Everything You Never Want to Know About Mattresses

April 25th, 2017

Eliza draws circles

Another thing is that my kids have been having nightmares lately. Maybe it’s the ominous chalk drawings over their beds?

In our latest attempt to find a solution to the girls’ bad attitude toward sleep, Jon and I decided it might be a good idea to upgrade them to twin beds. Ever since converting their cribs to toddler beds, they wake up several times a night because they’ve rolled out of bed onto the floor. We’ve tried to solve this by surrounding their cribs with pillows, and then eventually putting the bare crib mattresses on the floor crack-house style, but it’s still happening.

At the same time, we have another looming problem with their beds: we’re moving, and our furniture is going to take a lot longer to get cross-country than we will.  So, we thought, what about killing two birds (a terrible, terrible expression) and ordering twin-bed mattresses from Amazon to arrive before we get there? Eventually, my dad, the carpenter, can build us funky wooden beds for them. And then they won’t need new beds again until at least college, right?

That’s why I went down the evil rabbit hole of researching mattresses online. A thing, I now realize, I wouldn’t wish on my worst enemy. Now I know things that I do not want to know, thanks to various holistic parenting and conspiracy theory websites (often the same thing, mind you).

For instance:

  1. Did you know that the metal coils in standard mattresses probably conduct radiation, which is the real reason we’re all dying of cancer and suffering from dementia? Mattresses. You heard it here first.
  2. Off-gassing from memory-foam mattresses is about as good for you as lacing all your food with cyanide all the time.
  3. Wool is healthy and wholesome but also makes an ideal home for bugs, critters, and bacteria—and if it gets wet, it will not dry for all eternity.
  4. The only way to really make a bed waterproof (crucial with toddlers) is to wrap it in plastic wrap. Seriously. If you’re wrapping an organic mattress in plastic wrap, you have problems, in my opinion.

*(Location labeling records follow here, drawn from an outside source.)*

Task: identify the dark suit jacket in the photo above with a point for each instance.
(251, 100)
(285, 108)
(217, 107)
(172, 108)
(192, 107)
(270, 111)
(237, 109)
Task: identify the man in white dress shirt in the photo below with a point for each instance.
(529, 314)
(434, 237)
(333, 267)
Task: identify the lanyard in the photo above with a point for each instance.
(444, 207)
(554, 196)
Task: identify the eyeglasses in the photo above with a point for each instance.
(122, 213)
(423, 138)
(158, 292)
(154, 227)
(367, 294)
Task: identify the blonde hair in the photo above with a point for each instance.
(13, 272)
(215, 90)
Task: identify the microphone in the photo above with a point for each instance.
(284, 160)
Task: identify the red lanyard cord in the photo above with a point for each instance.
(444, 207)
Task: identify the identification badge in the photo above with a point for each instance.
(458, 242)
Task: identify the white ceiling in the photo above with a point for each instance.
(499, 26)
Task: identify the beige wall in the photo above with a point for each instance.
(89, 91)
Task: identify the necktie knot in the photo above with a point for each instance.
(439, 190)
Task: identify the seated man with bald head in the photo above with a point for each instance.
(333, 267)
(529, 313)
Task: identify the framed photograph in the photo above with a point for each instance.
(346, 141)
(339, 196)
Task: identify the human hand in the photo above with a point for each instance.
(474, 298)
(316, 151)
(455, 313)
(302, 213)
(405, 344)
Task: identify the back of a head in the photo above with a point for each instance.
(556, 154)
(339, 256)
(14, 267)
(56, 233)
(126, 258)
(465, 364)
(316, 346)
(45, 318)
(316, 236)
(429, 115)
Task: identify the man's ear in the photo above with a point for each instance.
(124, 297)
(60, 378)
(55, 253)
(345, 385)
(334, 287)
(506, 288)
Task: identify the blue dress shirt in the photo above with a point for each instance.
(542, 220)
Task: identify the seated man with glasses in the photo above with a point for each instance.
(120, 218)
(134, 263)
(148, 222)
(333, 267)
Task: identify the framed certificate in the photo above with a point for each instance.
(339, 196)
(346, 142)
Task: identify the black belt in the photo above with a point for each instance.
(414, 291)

Basically every single thing I read about mattresses implies that if I buy my kids mattresses, I am a child abuser. There is ONE type of mattress that a few mommy bloggers recommended. It costs $1300 for the base-model twin. But then I have to also buy a waterproof cover, new sheets, and, of course, an organic pillow. Times two.

And, let’s not forget, hire a shaman to take any curses off the mattresses before I let my kids lie on them. 

I wonder if toddlers can handle hammocks?